Israel launches first ground offensive since Gaza ceasefire collapse

7:51 am today

By Mick Krever, Lauren Izso and Christian Edwards, CNN

An Israeli soldier operates a tank at a position along Israel's southern border with the northern Gaza Strip on March 19, 2025. Israel on March 18 launched its most intense strikes on the Gaza Strip since a January 19 ceasefire with Palestinian militant group Hamas ended more than 15 months of war. (Photo by Jack GUEZ / AFP)

An Israeli soldier operates a tank at a position along Israel's southern border with the northern Gaza Strip on March 19, 2025. Photo: AFP / Jack Guez

The Israeli military said on Wednesday (US time) that it had launched "targeted ground activities" in Gaza, partially recapturing a key area in the territory, a day after launching an aerial bombardment of the Strip that shattered the two-month-old ceasefire with Hamas.
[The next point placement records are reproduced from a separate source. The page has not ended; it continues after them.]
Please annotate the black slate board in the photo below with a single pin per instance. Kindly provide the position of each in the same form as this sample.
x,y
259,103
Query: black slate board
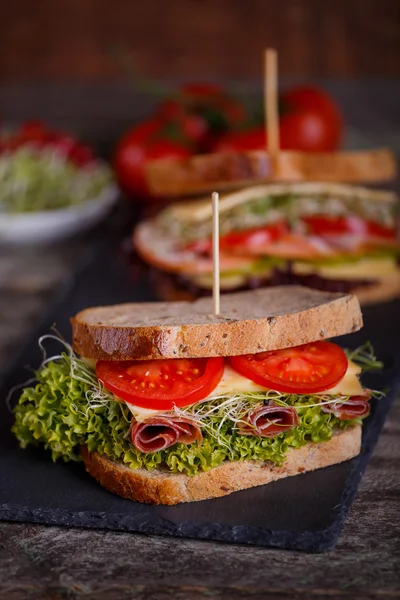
x,y
302,513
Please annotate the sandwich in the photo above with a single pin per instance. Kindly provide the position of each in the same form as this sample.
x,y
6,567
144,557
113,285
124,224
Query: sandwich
x,y
167,403
202,173
331,237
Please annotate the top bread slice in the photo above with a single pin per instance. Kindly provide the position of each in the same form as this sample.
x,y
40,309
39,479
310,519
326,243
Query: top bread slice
x,y
250,322
202,173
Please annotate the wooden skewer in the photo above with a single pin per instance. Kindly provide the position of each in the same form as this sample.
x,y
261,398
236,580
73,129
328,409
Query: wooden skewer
x,y
271,101
215,244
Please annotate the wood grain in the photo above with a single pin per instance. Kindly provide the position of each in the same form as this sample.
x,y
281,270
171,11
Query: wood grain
x,y
52,563
191,38
99,564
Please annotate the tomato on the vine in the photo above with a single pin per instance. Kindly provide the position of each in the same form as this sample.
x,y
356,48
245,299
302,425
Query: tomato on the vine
x,y
337,225
242,141
161,384
139,145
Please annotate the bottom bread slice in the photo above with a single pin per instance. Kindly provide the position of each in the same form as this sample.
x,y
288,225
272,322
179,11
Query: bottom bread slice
x,y
162,487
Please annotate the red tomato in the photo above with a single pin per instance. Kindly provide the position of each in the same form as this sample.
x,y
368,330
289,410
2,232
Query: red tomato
x,y
248,238
305,369
161,384
242,141
310,121
322,225
138,146
81,155
252,238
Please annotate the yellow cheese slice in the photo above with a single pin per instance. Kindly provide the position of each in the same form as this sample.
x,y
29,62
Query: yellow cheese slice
x,y
372,268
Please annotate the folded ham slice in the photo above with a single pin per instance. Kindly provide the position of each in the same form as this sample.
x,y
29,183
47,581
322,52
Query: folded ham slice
x,y
269,420
353,408
161,432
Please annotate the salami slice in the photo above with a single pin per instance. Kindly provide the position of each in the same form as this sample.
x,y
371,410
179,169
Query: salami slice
x,y
161,432
269,420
The Israel Defence Forces (IDF) said that its troops "began targeted ground activities in the central and southern Gaza Strip in order to expand the security zone and to create a partial buffer between northern and southern Gaza".
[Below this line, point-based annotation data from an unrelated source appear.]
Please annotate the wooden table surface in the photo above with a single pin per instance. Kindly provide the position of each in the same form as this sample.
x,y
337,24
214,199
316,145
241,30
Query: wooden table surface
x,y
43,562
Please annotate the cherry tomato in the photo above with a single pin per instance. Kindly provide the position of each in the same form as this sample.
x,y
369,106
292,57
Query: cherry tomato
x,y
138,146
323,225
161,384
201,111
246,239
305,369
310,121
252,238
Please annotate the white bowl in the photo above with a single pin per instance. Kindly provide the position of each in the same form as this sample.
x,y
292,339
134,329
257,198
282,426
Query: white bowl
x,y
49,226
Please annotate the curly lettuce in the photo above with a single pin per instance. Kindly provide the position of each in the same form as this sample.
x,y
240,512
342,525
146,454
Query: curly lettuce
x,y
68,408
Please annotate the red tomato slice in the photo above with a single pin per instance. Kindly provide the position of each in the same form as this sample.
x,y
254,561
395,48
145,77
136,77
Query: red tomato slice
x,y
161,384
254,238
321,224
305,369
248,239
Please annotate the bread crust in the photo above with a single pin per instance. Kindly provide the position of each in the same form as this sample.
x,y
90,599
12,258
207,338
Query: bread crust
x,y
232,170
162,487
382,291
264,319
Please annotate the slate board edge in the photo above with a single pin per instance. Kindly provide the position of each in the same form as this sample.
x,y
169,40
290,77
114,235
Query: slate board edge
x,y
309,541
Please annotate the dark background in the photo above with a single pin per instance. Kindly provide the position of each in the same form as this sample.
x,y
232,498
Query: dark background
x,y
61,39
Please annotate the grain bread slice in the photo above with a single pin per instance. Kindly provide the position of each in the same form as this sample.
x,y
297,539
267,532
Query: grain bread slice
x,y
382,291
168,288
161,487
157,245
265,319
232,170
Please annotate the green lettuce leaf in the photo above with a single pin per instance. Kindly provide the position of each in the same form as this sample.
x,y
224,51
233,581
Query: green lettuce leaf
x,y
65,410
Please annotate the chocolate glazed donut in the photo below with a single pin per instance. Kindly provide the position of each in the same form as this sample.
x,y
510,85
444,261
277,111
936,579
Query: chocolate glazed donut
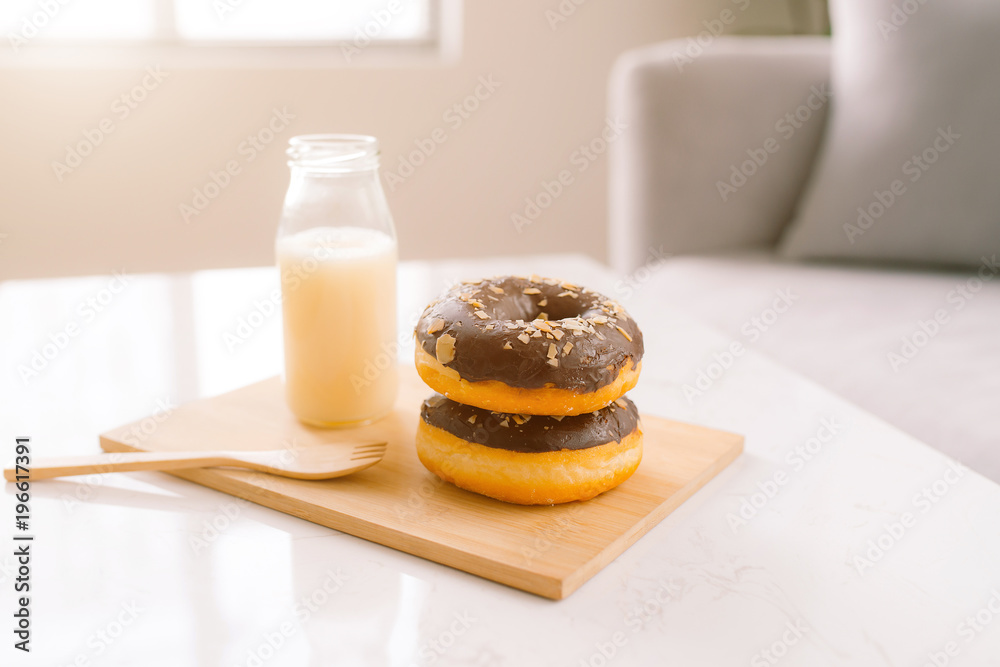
x,y
529,346
530,460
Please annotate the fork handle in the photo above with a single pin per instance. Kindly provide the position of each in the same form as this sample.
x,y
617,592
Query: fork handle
x,y
116,462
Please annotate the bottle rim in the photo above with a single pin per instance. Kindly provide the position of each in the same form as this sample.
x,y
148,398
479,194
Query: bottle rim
x,y
333,153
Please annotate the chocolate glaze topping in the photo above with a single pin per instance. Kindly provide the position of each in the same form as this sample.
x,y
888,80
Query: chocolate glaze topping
x,y
530,332
527,433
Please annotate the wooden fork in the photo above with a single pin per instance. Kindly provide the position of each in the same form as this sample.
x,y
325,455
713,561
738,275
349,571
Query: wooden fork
x,y
315,462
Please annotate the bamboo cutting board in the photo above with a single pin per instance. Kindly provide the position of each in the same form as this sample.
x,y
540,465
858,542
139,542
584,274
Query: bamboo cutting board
x,y
549,551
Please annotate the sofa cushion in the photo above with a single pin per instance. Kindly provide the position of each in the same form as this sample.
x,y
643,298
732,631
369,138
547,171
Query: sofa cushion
x,y
907,171
917,349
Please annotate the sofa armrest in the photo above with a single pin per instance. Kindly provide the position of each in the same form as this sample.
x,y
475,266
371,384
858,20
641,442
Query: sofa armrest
x,y
717,146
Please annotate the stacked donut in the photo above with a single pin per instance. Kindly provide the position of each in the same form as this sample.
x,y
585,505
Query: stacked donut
x,y
531,375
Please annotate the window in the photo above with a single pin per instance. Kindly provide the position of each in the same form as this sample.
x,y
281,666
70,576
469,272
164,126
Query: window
x,y
335,29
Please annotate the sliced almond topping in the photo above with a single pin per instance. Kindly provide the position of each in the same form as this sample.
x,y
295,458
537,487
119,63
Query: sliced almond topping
x,y
445,348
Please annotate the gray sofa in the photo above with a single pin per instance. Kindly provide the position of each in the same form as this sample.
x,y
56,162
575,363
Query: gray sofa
x,y
918,348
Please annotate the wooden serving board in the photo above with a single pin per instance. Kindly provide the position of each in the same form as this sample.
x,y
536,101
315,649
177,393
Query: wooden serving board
x,y
549,551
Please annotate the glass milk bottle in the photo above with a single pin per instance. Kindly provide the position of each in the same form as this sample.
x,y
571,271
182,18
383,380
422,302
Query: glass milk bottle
x,y
336,251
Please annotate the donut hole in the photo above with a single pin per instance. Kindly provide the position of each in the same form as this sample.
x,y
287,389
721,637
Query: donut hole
x,y
525,307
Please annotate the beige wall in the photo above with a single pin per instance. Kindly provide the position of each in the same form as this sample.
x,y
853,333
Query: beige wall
x,y
119,208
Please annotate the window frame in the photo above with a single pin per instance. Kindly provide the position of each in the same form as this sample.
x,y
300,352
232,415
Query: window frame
x,y
442,44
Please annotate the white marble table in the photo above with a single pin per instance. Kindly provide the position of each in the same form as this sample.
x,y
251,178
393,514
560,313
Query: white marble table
x,y
834,540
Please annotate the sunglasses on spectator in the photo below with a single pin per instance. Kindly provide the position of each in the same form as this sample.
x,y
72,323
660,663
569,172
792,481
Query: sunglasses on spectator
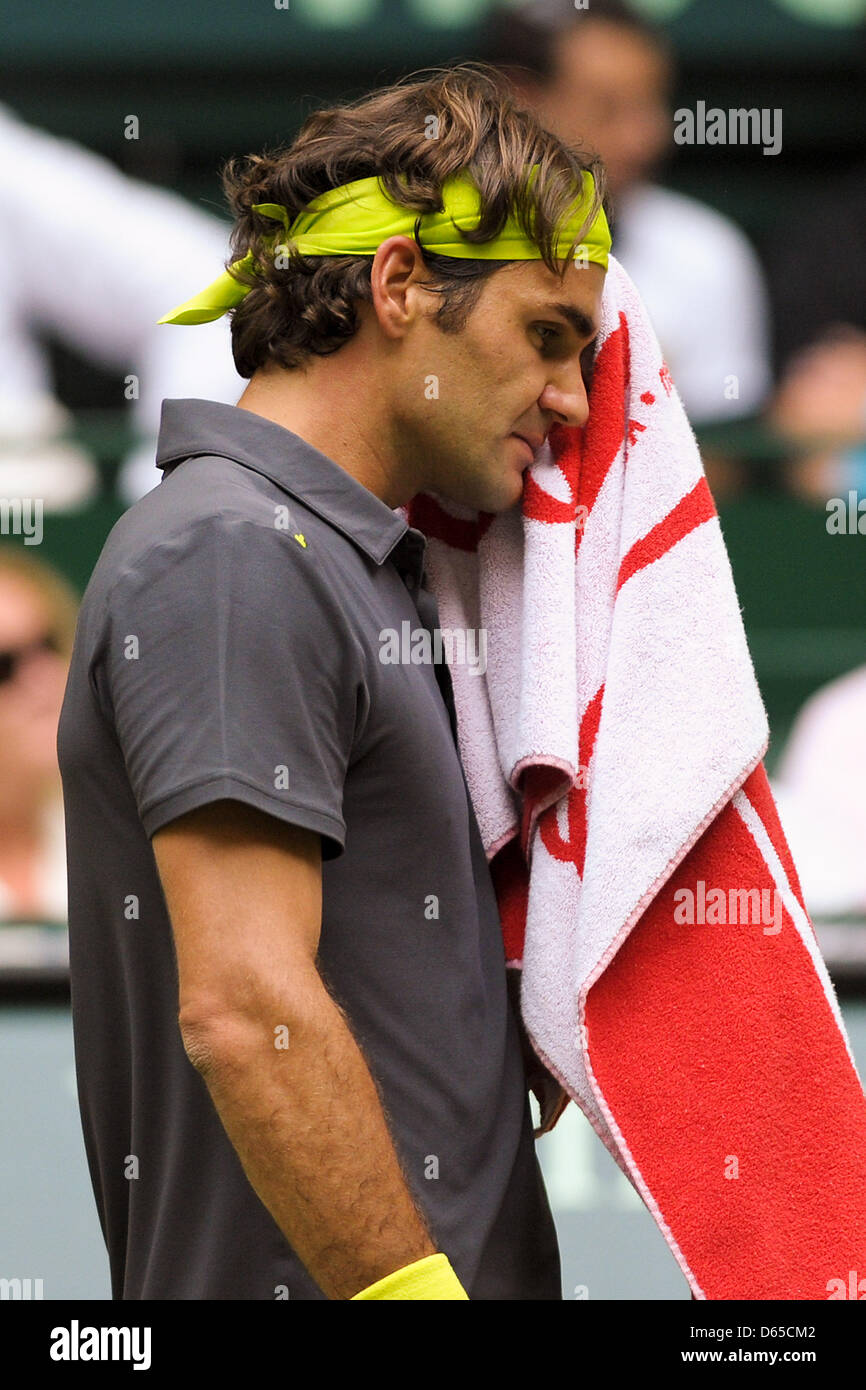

"As part of the ground activities, the troops expanded their control further to the centre of the Netzarim Corridor," the military said.

Under January's ceasefire deal, Israel had withdrawn from the Netzarim Corridor, a key strip of land that splits Gaza in half, dividing the central Gaza City and northern Gaza from the southern parts of the Strip that borders Egypt.
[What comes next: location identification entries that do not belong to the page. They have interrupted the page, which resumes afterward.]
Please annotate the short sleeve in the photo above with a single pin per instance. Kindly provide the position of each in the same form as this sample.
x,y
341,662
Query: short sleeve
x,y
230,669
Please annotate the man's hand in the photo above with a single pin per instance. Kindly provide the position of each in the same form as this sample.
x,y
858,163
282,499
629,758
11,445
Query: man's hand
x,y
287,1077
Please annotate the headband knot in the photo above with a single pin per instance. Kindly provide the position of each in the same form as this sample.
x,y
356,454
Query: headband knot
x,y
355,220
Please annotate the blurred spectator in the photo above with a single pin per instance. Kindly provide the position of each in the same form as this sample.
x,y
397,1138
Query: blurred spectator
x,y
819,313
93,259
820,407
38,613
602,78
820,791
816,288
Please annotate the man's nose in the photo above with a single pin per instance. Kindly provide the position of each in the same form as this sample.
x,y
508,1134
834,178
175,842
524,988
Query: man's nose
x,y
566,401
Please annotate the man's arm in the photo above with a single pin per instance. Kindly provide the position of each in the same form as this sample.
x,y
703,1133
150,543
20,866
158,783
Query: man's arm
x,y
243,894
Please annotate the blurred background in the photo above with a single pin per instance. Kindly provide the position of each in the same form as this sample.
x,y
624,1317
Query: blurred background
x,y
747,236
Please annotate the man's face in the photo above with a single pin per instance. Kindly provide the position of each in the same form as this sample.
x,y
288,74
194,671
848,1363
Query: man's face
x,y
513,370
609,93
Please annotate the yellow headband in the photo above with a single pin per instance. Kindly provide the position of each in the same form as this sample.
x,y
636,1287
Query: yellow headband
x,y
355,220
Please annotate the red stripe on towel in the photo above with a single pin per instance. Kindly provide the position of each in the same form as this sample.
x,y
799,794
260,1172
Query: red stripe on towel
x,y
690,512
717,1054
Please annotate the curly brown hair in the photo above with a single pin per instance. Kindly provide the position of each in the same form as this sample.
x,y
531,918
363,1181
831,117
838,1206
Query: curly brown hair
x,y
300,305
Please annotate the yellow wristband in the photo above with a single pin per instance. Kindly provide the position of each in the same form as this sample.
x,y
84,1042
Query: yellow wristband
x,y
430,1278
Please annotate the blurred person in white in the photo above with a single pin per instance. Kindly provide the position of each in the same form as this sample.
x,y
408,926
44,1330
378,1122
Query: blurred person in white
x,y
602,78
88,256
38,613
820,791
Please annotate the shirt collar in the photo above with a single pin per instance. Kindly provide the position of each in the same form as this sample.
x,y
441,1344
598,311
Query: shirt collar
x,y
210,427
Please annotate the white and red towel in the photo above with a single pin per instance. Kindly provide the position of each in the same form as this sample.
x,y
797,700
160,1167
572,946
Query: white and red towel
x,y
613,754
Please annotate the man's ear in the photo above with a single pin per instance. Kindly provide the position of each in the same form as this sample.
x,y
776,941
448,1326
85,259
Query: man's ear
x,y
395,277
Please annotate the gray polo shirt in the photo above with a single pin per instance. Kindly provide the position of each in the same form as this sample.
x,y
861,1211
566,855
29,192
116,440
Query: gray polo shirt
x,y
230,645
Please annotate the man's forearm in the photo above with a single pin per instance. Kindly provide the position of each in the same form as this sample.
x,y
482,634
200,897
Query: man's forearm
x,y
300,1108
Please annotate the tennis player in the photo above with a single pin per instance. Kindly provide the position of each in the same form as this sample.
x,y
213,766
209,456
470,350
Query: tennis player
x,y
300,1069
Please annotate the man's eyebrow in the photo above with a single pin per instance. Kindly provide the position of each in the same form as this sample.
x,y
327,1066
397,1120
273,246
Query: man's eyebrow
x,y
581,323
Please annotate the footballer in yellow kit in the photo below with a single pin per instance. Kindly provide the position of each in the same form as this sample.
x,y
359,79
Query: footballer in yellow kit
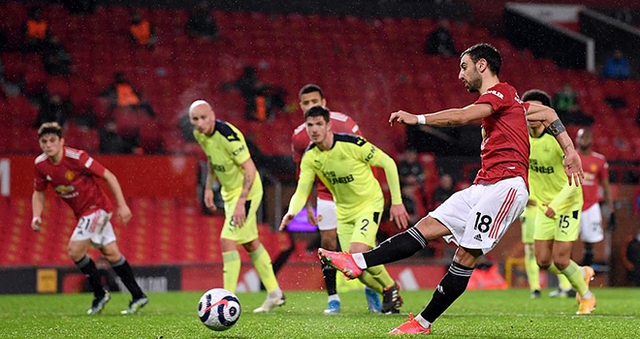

Although Israel withdrew from the corridor, foreign military contractors have continued to man checkpoints between northern and southern Gaza.

After the truce became effective, hundreds of thousands of Palestinians filed through the corridor by foot, car and in some cases by donkeys, with many of them returning to homes that had been destroyed after 15 months of Israeli bombardment.

The renewed ground offensive came after Israel pounded Gaza with airstrikes overnight into Tuesday, killing more than 400 people, according to Gaza's Health Ministry, in one of the war's deadliest days.

A Palestinian girl salvages items from a damaged house near the Qrayqea family house that was destroyed in Israeli strikes at dawn in the Shujaiya district in eastern Gaza City on March 18, 2025. Israel on March 18 unleashed its most intense strikes on the Gaza Strip since a January ceasefire, with Gaza's health ministry saying their toll rose to 413 people killed, and the Palestinian Hamas movement accusing Israel's premier of deciding to "resume war" after a deadlock on extending the truce. (Photo by Omar AL-QATTAA / AFP)

A Palestinian girl salvages items from a damaged house near the Qrayqea family house that was destroyed in Israeli strikes at dawn in the Shujaiya district in eastern Gaza City on March 18, 2025. Photo: AFP / Omar Al-Qatta

Earlier on Wednesday, thousands descended on Israel's parliament in Jerusalem in mass anti-government protests sparked by Prime Minister Benjamin Netanyahu's decision to renew the war in Gaza, which critics say was taken to shore up his shaky coalition.

The Israeli military statement came after Defence Minister Israel Katz warned the residents of Gaza will "pay the full price" if Israeli hostages are not returned and Hamas remains able to govern in the Strip.

An Israeli official said on Tuesday that the airstrikes in Gaza were the first phase in a series of escalatory military actions aimed at pressuring Hamas into releasing more hostages, marking a return to Prime Minister Benjamin Netanyahu's view that military pressure is the most effective way to secure the release of hostages.

So far, the Israeli military has brought just eight living hostages back to Israel, out of 251 taken by Hamas and its allies on October 7, 2023. The vast majority have been released as part of ceasefire deals in exchange for Palestinian prisoners.